How To Get Ideas For Short Stories. Always Start With The Edge.
I’m not saying this is the only way to get ideas, but it’s how I get mine.
Firstly, I will never sit down to write a story without already having an idea. I know some people just sit down and write and see where the characters will take them, but I prefer to know where I’m going. It’s like taking a train ride. I know the destination, but it doesn’t mean I know what’s going to happen on the journey itself.
So first things first, and the question most writers get asked, “where do you get your ideas from?” Well, from The Ideas Shop of course.
But if you’re not lucky enough to have an Ideas Shop near you, I would recommend a subtle blend of curiosity and instinct (and if anyone ever manages to bottle that, I’d certainly dab a couple of drops of it behind my ears!).
Of course, when people ask “Where do you get ideas from?”, what they really want to know is “Where can I get ideas from?”
Any creative person worth their salt is intensely curious about everything and everyone around them. Leonardo Da Vinci, who had more fingers in more creative pies than most even coined a term for it — Curiosita (no need for Google Translate with that one!).
So how does it work in practice? Occasionally you’ll get a big idea, all shiny and new and fully formed. But more often than not, you’ll see something that’s got potential and you’ll make a note of it.
Imagine a story is like a jigsaw. You start with the edges. They create a frame for your story. Then you have to find the pieces to complete the jigsaw and that’s easier said than done.

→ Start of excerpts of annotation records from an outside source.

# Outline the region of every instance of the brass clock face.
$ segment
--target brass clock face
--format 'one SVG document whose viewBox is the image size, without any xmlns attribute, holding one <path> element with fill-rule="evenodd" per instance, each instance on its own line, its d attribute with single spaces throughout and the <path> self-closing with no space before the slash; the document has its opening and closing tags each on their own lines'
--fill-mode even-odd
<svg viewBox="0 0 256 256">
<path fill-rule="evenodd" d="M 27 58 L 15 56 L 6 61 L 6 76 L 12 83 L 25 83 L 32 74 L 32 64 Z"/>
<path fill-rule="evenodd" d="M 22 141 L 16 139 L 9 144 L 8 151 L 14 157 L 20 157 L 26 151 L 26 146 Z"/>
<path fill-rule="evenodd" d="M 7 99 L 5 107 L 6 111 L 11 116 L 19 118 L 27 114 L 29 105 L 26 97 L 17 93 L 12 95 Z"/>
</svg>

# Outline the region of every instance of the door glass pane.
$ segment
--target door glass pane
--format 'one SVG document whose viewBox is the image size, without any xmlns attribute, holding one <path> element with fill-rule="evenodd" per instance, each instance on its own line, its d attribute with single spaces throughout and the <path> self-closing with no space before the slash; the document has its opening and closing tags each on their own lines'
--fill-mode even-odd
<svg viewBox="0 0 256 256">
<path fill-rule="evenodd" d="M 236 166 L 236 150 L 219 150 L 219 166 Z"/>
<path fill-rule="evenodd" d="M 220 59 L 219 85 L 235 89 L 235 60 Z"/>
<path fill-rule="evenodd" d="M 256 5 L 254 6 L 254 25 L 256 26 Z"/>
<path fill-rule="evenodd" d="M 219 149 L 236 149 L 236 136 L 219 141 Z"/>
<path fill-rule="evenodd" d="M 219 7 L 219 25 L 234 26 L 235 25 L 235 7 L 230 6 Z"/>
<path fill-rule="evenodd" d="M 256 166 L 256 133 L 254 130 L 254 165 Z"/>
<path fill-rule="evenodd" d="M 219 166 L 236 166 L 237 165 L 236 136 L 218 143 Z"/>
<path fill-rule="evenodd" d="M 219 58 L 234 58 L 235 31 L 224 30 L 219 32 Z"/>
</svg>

Here’s an example of two edges that I found. One that I actually wrote as a story and one that I still haven’t worked out how to turn into one. Ironically the one that jumped out at me as being good story material, is the one I haven’t been able to turn into a story.
Let’s look at that first.
I was rambling around online when I came across this:
Basically, for six years in the 1940s, Agatha Christie lived in the same block of flats as a Russian Spymaster. It was also where she wrote her only spy novel.
To me, that seemed like a great basis for a short story. But I haven’t been able to find it. I think one of the problems is, it’s such a big fact, it’s hard to know what to add to it or where to take it.
I will slot it back into a compartment in the dusty drawers in the back of my mind and wait to come across something that will bring it to life.
The next story came from listening to a podcast called The Ratline:
In it, Philippe Sands investigates the mysterious disappearance of senior Nazi Otto Wachter in a story of love, denial and a curious death.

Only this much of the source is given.